この仕事の面白いところは、現場の課題を解決するという明確なゴールがあること。農家さんから上がってくる「なんとかして!」という声に応え、目に見える効果を提示できたときは、大きなやりがいを感じます。ここに来る前は、中央農業研究センターという国の機関で研究職をしていました。このときは、実験室にこもって分析をしていることが多く、自分の研究がどこで活かされているのか手応えを感じづらい環境で……。今の生活は新たな研究テーマを見つける上でも有意義だと思っています。

農工大への入学~研究活動

大学院での研究テーマは「植物病理」

私は大学院の修士課程まで東京都内の私立大学で学び、博士課程から東京農工大学の研究室に所属しました。研究テーマは「植物病理」。ここで学んだ土壌病害の原因を生体的に分析する技術は、今の仕事で大いに活かされています。

また、それ以上に役立っているのは、研究過程で鍛えられた科学的根拠をもって未知の問題を明らかにする手法です。農業の世界では、各農家さんが勘と経験で積み上げたノウハウが地域ごとに蓄積されているのが通例です。これを次世代に継承していくには、科学的なデータを用いて「勘」や「経験」を記述し直す必要があります。

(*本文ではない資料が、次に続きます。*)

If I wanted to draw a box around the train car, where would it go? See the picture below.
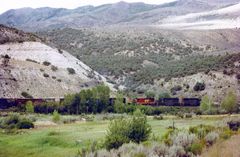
[182,98,200,107]
[158,98,180,106]
[134,98,156,105]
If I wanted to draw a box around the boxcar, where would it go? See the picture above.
[182,98,200,107]
[158,98,180,106]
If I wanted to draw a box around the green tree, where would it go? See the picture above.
[25,101,34,113]
[158,92,171,99]
[221,90,238,113]
[200,95,213,113]
[114,92,125,113]
[62,94,76,114]
[52,110,60,122]
[145,91,155,98]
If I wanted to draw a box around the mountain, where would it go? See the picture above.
[0,25,112,98]
[0,0,239,31]
[159,2,240,29]
[38,26,240,101]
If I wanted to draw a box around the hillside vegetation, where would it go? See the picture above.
[38,27,240,97]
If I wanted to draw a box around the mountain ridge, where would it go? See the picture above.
[0,0,239,31]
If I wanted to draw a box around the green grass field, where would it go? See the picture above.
[0,114,238,157]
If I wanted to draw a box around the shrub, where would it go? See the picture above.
[189,142,204,155]
[52,110,60,122]
[58,49,63,54]
[51,65,58,71]
[168,145,186,157]
[105,114,152,150]
[158,92,171,99]
[193,82,205,91]
[25,101,34,113]
[151,143,168,157]
[171,132,197,149]
[43,73,49,78]
[0,113,34,130]
[153,115,163,120]
[67,68,76,74]
[221,89,238,113]
[26,58,39,64]
[43,61,51,66]
[205,132,219,146]
[17,119,34,129]
[189,125,215,139]
[200,95,213,114]
[21,91,33,99]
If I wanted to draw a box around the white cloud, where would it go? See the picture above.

農家さんに技術指導をする際も同様で、農薬を撒く時期や回数について、その効果をデータとともに説明すると必ず納得してもらえます。こうしたコミュニケーションの部分でも自分がこの地にいる意義があると自負しています。

ヘトヘトになりながら論文を書き上げた思い出

農工大の生活といえば、恩師の厳しい指導を受けながら、ヘトヘトになりながら論文を書き上げた思い出しかありません(笑)。しかし、実験漬けの日々のなかで研究者の基本となる考え方や今も財産となる人的ネットワークを得ていたのだと今になって思います。みなさんもぜひ農工大で寝食を忘れて没頭できるような研究テーマを見つけてください。

今後の目標、夢

付加価値を持つ食品を富山から全国へ!

「農業」は、衣食住にいずれにも関わるやりがいのある仕事です。特に、日本人は「食」に対するこだわりがすごい。実際、日本人がつくる作物のクオリティは、世界的にも格上の品質です。
時代は「量」より「質」へ。地方の農業は衰退していく産業かと思われがちですが、クオリティを追求して、販路を海外などに求めれば、チャンスはまだまだ無限にあります。むしり、地方の農業はこれからますます面白くなると思います。

「おいしいものを食べたい」という欲求が世界からなくならない限り、農業がなくなることはありません。だからこそ、機能性食品など、新たなニーズにも積極的に対応していきたいと思っています。今後は、富山県から付加価値を持った食品を全国に発信していくのが目標です。

※掲載内容は、2016年10月取材時のものです。